Década de cinquenta. Inverno rigoroso. Os aluninhos vão à escola, com seus pés metidos em enormes chinelos (os calçados têm que servir, no mínimo, até o fim do primário) o que dificulta a caminhada pelos atalhos e estradas de chão. Cristais de gelo promovem tombos homéricos, mas o material escolar está a salvo, dentro da “mochila” marca “Açúcar Cristal”. Alguns felizardos dirigem “veículos” de um só cavalo de força… ou mula. Por isso tudo, a meninada precisa sair de casa antes de o sol nascer. O atraso implica castigo. E ajoelhar no milho, nesta época do ano, é de lascar.

Na chegada, o ritual de sempre: deixar os chinelos sujos no lado de fora e calçar os chinelos limpos no lado de dentro. Mas nem todos têm condições financeiras para adquirir dois calçados. Um dos excluídos é o menininho do fim da fila, que faz o impossível para passar despercebido. É humilhante apresentar-se de pés descalços. Meias? Só se roubasse aquela de passar o café… E mesmo assim, faltaria o respectivo par.

Já na devida carteira, os alunos tiram o material da “mochila”. Os mais abastados exibem, com orgulho, o estojo de lata marca Johann Faber do Brasil, contendo lápis, borracha, apontador e goma arábica, enquanto esperam a ordem da “maestra” para começar a sabatina.
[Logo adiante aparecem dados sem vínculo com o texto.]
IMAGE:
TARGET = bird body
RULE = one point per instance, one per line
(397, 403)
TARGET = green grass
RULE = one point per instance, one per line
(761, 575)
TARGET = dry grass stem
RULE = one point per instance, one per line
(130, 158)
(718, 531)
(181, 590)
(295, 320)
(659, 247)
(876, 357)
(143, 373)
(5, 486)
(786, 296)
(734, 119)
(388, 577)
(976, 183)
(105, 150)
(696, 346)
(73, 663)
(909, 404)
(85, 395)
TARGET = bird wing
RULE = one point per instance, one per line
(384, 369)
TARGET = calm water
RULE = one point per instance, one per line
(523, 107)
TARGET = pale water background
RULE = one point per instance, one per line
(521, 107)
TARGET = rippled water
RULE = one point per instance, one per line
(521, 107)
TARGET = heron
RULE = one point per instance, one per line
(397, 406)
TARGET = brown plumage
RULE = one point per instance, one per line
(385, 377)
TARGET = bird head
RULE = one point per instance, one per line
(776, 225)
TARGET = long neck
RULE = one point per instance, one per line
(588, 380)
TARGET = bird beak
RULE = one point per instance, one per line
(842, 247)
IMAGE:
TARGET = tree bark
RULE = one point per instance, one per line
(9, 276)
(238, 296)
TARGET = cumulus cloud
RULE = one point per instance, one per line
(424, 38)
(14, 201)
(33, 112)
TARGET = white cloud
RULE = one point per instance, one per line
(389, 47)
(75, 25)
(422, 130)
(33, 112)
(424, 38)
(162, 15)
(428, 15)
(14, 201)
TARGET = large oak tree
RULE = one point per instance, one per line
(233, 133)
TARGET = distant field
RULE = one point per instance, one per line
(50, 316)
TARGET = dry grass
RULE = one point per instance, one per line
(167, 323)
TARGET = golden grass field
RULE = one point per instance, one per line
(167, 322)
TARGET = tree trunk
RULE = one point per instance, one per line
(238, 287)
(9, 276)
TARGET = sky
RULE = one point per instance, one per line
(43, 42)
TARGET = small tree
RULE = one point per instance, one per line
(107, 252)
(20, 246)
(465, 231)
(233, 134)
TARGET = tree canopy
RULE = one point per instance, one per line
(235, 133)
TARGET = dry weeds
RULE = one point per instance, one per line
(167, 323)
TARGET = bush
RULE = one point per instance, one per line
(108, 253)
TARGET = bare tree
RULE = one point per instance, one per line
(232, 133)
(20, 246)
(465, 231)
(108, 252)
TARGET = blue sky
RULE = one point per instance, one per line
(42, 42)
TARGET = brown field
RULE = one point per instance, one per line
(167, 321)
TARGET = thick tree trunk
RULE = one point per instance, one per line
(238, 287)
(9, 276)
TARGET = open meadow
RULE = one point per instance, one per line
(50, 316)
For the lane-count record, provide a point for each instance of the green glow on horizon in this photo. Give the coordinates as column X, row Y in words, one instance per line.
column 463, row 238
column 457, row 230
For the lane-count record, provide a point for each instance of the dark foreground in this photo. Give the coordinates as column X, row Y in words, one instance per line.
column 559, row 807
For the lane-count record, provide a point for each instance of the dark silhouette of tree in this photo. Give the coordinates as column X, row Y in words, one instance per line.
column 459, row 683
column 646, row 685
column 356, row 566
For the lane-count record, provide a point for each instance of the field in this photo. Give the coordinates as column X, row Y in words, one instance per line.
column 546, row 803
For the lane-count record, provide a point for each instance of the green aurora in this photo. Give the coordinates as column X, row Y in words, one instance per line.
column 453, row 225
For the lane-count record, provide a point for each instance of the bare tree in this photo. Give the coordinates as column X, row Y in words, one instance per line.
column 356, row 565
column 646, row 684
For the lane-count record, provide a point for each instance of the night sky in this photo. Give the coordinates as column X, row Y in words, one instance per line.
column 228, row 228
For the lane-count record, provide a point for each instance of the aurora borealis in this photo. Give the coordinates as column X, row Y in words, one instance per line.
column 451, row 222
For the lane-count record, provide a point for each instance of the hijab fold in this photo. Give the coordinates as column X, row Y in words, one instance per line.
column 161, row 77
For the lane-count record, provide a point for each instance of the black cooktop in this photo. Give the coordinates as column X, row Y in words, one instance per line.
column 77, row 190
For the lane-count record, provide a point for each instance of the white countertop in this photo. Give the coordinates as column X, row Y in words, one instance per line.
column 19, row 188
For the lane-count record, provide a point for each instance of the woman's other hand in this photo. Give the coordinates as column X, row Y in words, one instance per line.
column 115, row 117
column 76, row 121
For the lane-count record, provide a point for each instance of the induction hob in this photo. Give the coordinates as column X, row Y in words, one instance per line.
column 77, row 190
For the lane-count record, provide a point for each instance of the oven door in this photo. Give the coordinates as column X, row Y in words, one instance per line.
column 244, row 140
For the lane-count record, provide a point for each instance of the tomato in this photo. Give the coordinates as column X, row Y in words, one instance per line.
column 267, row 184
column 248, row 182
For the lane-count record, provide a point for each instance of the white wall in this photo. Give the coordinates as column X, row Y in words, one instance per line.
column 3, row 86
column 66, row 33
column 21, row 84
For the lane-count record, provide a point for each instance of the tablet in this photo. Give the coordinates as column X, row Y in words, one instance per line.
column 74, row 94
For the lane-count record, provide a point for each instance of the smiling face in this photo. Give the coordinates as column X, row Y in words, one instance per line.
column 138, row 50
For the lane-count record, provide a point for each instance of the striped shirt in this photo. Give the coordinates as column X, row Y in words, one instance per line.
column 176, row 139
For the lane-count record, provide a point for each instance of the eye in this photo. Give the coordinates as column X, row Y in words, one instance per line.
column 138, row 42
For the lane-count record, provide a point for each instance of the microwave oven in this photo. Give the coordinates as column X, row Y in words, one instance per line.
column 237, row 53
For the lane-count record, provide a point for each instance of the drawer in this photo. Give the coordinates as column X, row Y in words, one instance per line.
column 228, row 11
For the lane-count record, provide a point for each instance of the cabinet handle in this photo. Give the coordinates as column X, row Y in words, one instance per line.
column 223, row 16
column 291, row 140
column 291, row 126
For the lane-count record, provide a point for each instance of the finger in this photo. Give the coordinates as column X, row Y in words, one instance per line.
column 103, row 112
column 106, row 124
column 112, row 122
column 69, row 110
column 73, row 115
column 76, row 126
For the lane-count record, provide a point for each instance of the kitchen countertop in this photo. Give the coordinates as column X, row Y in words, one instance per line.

O garoto descalço treme que nem vara verde, um pouco pelo frio e muito pela lembrança dos exames finais do ano anterior, aplicado por uma inspetora da cidade grande. A mulher parecia tão grande que poderia esmagá-lo com o dedo. Mas ela o fez com o olhar. Um olhar espremido que juntou as sobrancelhas como se fossem duas lagartas se tocando. Um olhar que ordenava: “CA-LA-DO!”

O motivo? O menino, em desespero, queria saber o que era o tal de “bonde” que fazia parte do título da redação. Contar uma viagem que nunca tinha feito já era difícil, mas penoso mesmo era inventar uma história sem saber em que meio de transporte sua imaginação estaria viajando. Para sua surpresa, o texto lhe rendeu a aprovação. Foi o primeiro sinal de que tinha tutano.

O menininho de ontem é o professor de hoje, que, vendo um bando de alunos ligados em seus smartphones e alheios a tudo e a todos, relembra sua história de luta, cujo sucesso deveu-se a uma grande força motriz: a vontade.